有人小声说,声音里满是不确定:“官家还在,太后还在,朝廷还在......”
“官家?太后?”
一个穿着灰布长衫的中年人冷笑了一声:“你还在做梦吧?官家和太后早就跑了。”
“什么?”
“不可能!”
“你胡说!”
“我在南城门亲眼看到的,昨天傍晚,一队人马从南门出去了,轿子、马车、骡车,少说也有几十辆。”

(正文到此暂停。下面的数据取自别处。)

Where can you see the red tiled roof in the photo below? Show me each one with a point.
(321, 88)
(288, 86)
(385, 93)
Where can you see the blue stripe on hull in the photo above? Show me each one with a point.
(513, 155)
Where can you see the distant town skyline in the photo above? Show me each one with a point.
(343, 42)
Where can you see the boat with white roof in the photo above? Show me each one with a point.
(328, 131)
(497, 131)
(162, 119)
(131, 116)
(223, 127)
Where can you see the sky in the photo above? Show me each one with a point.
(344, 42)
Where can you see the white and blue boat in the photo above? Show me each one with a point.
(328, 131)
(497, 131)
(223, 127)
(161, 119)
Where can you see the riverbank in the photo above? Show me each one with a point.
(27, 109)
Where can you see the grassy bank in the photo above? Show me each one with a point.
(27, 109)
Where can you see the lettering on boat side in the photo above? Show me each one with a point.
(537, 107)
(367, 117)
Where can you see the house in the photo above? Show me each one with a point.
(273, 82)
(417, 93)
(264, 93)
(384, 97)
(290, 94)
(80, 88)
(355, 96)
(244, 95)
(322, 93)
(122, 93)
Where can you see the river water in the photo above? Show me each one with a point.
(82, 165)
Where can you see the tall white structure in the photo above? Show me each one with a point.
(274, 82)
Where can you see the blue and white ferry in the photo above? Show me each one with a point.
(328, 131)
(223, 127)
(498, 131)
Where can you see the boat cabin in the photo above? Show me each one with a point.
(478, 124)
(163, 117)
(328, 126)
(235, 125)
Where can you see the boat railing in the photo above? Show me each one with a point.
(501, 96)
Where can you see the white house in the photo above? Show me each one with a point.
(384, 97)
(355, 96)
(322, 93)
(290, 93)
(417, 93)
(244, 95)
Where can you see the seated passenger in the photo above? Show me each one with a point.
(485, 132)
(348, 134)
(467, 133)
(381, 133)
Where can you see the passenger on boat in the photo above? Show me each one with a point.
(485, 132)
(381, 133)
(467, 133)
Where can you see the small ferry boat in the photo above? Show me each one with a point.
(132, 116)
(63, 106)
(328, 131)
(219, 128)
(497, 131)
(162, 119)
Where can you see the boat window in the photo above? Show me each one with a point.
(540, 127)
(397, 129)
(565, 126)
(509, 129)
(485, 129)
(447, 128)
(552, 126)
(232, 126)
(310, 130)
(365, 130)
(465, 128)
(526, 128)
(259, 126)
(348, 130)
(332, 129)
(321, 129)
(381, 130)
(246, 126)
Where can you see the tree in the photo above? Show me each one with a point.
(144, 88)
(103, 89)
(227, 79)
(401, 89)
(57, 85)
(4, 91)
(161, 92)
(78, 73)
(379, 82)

“我当时还纳闷,这是谁家搬家?后来一问,才知道那是官家和太后的銮驾。”
大街上再次炸锅。
“官家和太后跑了?那我们怎么办?”
“连官家都跑了,我们还守什么?”
“投降吧!投降吧!”
“大明会接受我们投降吗?”
“会不会屠城?”
“听说明军杀人如麻………………”
“别说了,别说了。”
皇宫里,也是一片混乱。
宫女们三三两两地聚在走廊里,窃窃私语,脸上满是恐惧,害怕如同靖康年间的宫女一样被掳去北方。
“听说官家真的跑了...………”
“太后也跑了......杨丞相也跑了......”
“那我们怎么办?”
“怎么办?跑啊!还等什么?”
“可是......我们能跑哪儿去?”
“先跑出去再说,留在宫里,等明军打进来,咱们都得死。
太监们也好不到哪里去。
有人偷了宫中的金银器皿,藏在袖子里往外跑。
有人把值钱的东西埋在了花园里,准备等风头过了再回来挖。
有人干脆换了便装,混在逃难的百姓中出了城。
政事堂里,气氛比城墙上还要压抑。
枢密使郑清之坐在主位上,目光呆滞地望着天花板。
他是朝中资历最老的大臣之一,做过三朝元老,门生故吏遍布天下。
但此刻,他不知道该说什么,也不知道该做什么。
太后跑了。
官家跑了。
杨丞相也跑了。
你们踏马的跑了咋不通知我一声啊?
欺负老实人吗?
他也想跑,可是出不去了啊!
“郑相。”一个官员小心翼翼地开口。
“太后和官家......真的走了?”
郑清之没有说话。
“那......那咱们怎么办?”
“是啊郑相,明军就在城外,随时可能攻城,您快拿个主意吧!”
“郑相!”
郑清之缓缓睁开眼睛,目光扫过在场的每一个
“拿主意?”他的声音沙哑,像是在自言自语。
“我能拿什么主意?太后走了,官家走了,我这个枢密使,说话还算数吗?”
殿内一片沉默。
过了许久,礼部尚书赵汝述站了出来。
“郑相,下官以为当务之急,是不能让明军攻城。”
“是啊,得赶紧向明军求和。”
“对,明军来势汹汹,但我们还没有完全输。”
“只要愿意付出代价,让明军暂时退兵,我们就有喘息之机,江南还有大片土地,闽广还有勤王之师,只要给我们时间,大宋就还有机会。”
大宋如何关他们屁事?
他们只想明军暂时退兵,自己离开临安城,其他的就不管了。
天牢里,刘拓正靠在一把太师椅上,翘着二郎腿,手里端着一碗茶,悠闲地看着一本《临安志》。
这间牢房,与其说是牢房,不如说是一间客栈。
地上铺着干净的石板,墙上挂着字画,桌上摆着茶具和果盘,角落里还放着一盆开得正盛的兰花。
床上的被褥是新换的,散发着一股阳光的味道。
自从他被宋国朝廷关进天牢,狱卒们非但没有虐待他,反而把他当祖宗一样供着。
每天好酒好菜地伺候着,想吃什么就点什么,想喝茶就喝茶,想看书就看书,连洗澡水都是烧好了端进来的。
狱卒老张头站在牢房门口,弓着腰,满脸堆笑,活像一只谄媚的老狗。
“刘大人,今天的茶是今年的新龙井,明前采的,您尝尝。”
刘拓抿了一口,点了点头:“不错。你们宋国的茶,确实不错。”
老张头笑得眼睛眯成了一条缝:“大人喜欢就好,喜欢就好。”
刘拓放下茶碗,看了他一眼:“老张头,城外怎么样了?”
老张头左右看了看,压低声音:“刘大人,小的听说......大明的骑兵已经到了北城外了,黑压压的一大片,少说也有好几千人。”
刘拓的嘴角微微上扬,但很快又收了回去:“是吗?那你们宋国的官家太后怎么说?战还是投降?”
老张头的声音更低了,低到几乎只有两个人能听见:“都跑了,听说从南门跑的,扮成逃难的老百姓。
刘拓笑了,那笑容里满是得意和嘲讽。
“天下,迟早是大明的。”
老张头连连点头:“是是是,大人说得是。”
就在这时,牢房外面传来了一阵急促的脚步声。
几个穿着官服的人匆匆忙忙地跑了进来,为首的是礼部的一个郎中。
姓王,四十多岁,圆脸,微胖,平日里在人前总是端着架子,此刻却跑得满头大汗,官服都歪了。
他跑到刘拓面前,深深作了一揖,姿态谦卑到了极点:“刘宣慰,下官礼部郎中王世杰,奉政事堂诸位大人之命,前来请刘宣慰移步政事堂议事。”
刘拓靠在太师椅上,端着茶碗,不紧不慢地喝了一口,然后放下茶碗,慢悠悠地说:“议事?议什么事?”
王世杰擦了擦额头的汗:“和谈,朝廷想与大明的将军和谈,请您劳累出城走一趟。”
刘拓笑了,站起身来,整了整衣服:“走吧,看来你们宋国的大官,都是识时务的人。